Anyone wanting to attribute the housing crisis to population or immigration needs to look elsewhere.

As Professor Danny Dorling has been arguing for years, the housing problem is primarily one of distribution, not supply. Also drawing on 2021 Census data, the ONS points out there were 1.6 million empty homes in England and Wales. There could be a variety of reasons for this, but the ONS estimates 12% of empty homes are second homes.  The BBC reports that the number of short-let holiday homes has risen by 40% in the last three years.

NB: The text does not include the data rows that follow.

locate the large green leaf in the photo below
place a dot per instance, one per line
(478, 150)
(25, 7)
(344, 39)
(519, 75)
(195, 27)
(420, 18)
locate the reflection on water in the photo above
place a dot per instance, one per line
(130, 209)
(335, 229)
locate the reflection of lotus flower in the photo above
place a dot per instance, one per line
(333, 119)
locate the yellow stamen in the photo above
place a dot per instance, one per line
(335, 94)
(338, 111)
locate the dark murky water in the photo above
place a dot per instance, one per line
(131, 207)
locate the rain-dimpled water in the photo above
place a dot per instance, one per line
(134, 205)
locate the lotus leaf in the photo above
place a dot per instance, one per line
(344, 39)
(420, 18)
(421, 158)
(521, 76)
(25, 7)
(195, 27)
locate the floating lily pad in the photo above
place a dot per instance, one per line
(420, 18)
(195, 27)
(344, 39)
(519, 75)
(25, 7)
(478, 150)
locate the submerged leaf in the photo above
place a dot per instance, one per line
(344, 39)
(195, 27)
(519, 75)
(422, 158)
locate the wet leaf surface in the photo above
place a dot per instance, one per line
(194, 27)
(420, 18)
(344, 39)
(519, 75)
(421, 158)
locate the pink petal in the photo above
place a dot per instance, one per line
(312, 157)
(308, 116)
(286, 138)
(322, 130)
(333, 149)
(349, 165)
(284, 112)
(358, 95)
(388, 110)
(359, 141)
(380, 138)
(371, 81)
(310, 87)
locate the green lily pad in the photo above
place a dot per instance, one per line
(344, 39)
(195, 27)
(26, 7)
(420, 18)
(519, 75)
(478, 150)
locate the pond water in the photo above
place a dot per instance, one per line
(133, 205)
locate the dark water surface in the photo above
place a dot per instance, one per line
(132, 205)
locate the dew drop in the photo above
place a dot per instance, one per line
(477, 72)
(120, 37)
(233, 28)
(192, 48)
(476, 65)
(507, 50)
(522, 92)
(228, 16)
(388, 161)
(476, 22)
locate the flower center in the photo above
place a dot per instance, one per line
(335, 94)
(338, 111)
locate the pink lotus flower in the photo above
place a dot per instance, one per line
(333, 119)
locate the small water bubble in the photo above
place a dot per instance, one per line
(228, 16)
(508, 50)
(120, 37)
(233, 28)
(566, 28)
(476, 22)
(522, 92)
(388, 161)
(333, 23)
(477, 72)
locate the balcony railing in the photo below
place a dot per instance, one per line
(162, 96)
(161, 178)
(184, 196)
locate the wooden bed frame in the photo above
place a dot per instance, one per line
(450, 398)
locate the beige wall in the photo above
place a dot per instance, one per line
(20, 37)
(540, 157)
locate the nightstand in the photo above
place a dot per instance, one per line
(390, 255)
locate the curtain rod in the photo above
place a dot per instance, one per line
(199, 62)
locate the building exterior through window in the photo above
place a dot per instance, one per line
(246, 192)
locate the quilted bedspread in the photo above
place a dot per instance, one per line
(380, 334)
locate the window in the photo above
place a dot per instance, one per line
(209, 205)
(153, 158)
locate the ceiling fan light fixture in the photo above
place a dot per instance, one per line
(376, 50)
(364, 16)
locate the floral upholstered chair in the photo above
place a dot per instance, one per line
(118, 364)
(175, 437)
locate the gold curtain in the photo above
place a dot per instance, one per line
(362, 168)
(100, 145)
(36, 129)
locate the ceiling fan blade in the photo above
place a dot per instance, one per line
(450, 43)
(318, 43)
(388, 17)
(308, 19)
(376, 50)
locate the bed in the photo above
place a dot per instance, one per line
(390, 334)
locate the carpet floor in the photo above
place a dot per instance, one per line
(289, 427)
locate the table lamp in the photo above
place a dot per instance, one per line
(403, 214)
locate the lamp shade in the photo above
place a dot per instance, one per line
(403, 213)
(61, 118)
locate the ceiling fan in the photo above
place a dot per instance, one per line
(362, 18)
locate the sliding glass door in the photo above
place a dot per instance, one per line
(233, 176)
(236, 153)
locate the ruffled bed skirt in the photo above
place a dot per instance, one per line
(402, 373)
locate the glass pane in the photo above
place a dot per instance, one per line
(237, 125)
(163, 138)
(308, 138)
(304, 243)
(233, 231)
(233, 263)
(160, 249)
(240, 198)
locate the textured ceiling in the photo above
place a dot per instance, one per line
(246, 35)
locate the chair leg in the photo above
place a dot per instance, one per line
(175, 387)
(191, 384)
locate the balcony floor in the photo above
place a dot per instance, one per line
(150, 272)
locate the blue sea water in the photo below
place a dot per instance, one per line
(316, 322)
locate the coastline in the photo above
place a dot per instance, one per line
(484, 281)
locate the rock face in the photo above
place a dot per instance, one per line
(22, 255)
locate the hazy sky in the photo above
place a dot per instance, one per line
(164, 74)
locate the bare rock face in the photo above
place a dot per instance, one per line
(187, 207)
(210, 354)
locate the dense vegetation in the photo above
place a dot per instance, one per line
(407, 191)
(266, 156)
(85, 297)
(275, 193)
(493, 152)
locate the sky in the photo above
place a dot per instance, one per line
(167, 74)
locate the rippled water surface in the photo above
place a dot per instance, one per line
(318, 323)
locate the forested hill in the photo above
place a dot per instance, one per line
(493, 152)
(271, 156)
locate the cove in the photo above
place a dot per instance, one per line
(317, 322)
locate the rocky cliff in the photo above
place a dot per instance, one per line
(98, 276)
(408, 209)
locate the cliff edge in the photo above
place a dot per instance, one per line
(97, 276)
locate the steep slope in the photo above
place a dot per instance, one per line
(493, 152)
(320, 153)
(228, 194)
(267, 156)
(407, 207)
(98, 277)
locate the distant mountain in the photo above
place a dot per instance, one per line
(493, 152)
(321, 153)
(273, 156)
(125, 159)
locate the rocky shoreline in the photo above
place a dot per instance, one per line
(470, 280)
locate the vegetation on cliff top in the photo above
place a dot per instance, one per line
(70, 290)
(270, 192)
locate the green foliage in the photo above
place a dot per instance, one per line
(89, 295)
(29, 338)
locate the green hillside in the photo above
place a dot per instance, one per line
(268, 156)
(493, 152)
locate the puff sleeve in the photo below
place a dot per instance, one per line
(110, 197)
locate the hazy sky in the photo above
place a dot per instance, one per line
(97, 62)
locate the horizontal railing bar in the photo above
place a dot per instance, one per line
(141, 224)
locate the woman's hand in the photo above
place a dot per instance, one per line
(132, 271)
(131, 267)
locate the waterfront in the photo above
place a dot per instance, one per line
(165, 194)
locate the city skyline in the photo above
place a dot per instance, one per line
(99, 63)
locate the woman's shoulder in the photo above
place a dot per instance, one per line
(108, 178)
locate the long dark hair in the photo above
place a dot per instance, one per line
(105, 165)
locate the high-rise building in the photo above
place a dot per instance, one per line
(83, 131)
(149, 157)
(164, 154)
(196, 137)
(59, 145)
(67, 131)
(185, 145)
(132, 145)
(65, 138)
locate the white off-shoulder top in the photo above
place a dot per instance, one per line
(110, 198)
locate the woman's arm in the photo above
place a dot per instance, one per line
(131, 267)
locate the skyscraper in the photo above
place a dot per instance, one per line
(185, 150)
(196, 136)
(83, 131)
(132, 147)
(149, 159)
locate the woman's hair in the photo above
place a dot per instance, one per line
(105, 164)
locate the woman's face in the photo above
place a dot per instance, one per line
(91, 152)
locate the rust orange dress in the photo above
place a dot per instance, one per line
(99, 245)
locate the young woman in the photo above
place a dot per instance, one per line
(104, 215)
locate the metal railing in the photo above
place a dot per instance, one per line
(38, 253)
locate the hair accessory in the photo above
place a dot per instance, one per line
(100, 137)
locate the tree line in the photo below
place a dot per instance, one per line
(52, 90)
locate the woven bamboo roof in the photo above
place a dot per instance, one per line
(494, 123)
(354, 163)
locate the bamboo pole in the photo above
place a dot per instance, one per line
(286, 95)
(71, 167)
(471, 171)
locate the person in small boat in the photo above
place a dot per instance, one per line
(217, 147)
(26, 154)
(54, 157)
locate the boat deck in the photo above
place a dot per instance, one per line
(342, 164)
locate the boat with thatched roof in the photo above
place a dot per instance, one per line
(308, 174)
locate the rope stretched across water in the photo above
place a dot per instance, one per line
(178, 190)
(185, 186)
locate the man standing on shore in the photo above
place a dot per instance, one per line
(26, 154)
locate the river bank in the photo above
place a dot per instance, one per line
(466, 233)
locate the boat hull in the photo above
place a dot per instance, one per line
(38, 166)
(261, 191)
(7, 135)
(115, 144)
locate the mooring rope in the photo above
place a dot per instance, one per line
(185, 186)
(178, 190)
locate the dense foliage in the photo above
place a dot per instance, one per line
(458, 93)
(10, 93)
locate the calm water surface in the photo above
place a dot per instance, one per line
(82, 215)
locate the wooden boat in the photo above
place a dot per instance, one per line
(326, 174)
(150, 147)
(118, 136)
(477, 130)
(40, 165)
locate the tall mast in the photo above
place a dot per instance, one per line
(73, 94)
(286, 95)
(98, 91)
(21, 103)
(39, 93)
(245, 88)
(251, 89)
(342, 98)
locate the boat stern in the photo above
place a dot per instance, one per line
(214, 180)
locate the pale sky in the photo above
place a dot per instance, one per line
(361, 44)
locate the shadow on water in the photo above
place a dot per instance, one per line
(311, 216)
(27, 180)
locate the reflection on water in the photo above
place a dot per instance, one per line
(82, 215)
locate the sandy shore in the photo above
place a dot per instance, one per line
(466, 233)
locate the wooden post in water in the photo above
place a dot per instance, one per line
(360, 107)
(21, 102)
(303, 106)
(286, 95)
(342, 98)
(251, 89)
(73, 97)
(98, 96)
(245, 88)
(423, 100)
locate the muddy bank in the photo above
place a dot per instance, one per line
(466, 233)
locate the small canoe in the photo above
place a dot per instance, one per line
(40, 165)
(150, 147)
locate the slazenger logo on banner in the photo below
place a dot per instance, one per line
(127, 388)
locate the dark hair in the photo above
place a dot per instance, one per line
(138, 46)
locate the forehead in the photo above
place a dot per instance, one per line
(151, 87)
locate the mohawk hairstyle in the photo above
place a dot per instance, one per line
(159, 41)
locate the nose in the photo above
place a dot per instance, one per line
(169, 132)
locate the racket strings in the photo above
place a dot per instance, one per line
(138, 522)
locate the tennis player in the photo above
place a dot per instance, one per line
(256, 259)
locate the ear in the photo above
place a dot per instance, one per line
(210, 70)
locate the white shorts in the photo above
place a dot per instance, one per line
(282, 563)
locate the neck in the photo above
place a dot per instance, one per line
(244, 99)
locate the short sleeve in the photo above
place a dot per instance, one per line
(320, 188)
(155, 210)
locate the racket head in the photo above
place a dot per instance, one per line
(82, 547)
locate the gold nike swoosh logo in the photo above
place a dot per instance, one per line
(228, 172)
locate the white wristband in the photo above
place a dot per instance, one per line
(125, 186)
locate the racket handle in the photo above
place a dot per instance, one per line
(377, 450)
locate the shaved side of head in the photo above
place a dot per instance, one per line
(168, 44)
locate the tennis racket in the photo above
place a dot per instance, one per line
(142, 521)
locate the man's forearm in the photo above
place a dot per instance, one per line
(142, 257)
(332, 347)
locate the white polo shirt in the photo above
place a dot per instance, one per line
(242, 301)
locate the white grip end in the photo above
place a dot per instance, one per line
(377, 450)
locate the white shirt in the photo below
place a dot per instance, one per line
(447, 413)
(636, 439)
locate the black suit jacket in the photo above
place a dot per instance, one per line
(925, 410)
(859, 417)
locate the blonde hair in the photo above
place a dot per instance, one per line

As most of my students have grasped, almost every element of UK housing policy for the last 40 years has encouraged the use of housing as a form of financial speculation and it has created a complex web of vested and conflicted interests that is very difficult to unpick. Instead of addressing these issues, it is much easier to look at population growth and immigration, precisely the scapegoating strategy of the current government, its Labour shadow and the Farragists

There’s nothing new about this phenomenon. I’m reading a lot about the Jewish left in early 20th Century New York City at the moment. From building a genuinely radical, at times revolutionary, alternative to the brutality of emergent industrial capitalism, by the 1920s, some leading trade unionists and socialists were retrenching towards a “no more immigration” policy. In part, they were responding to the pressure from members and constituents living in over-crowded, over-priced, privately-rented slum housing, seeing more people arriving on the same boats they had got off themselves only a few years earlier. (By the way, most of these people would be classified as “illegal” today, arriving as they usually did without legal documents and with the assistance of “traffickers”.)

The full folly of this pandering to reactionary, divisive sentiment was brutally exposed soon afterwards, when an enfeebled left tried to respond to the rise of fascism. We’re not there yet. But allowing false arguments about housing shortage to circulate freely is a vital weapon of mass distraction in the hands of the profiteers and racists.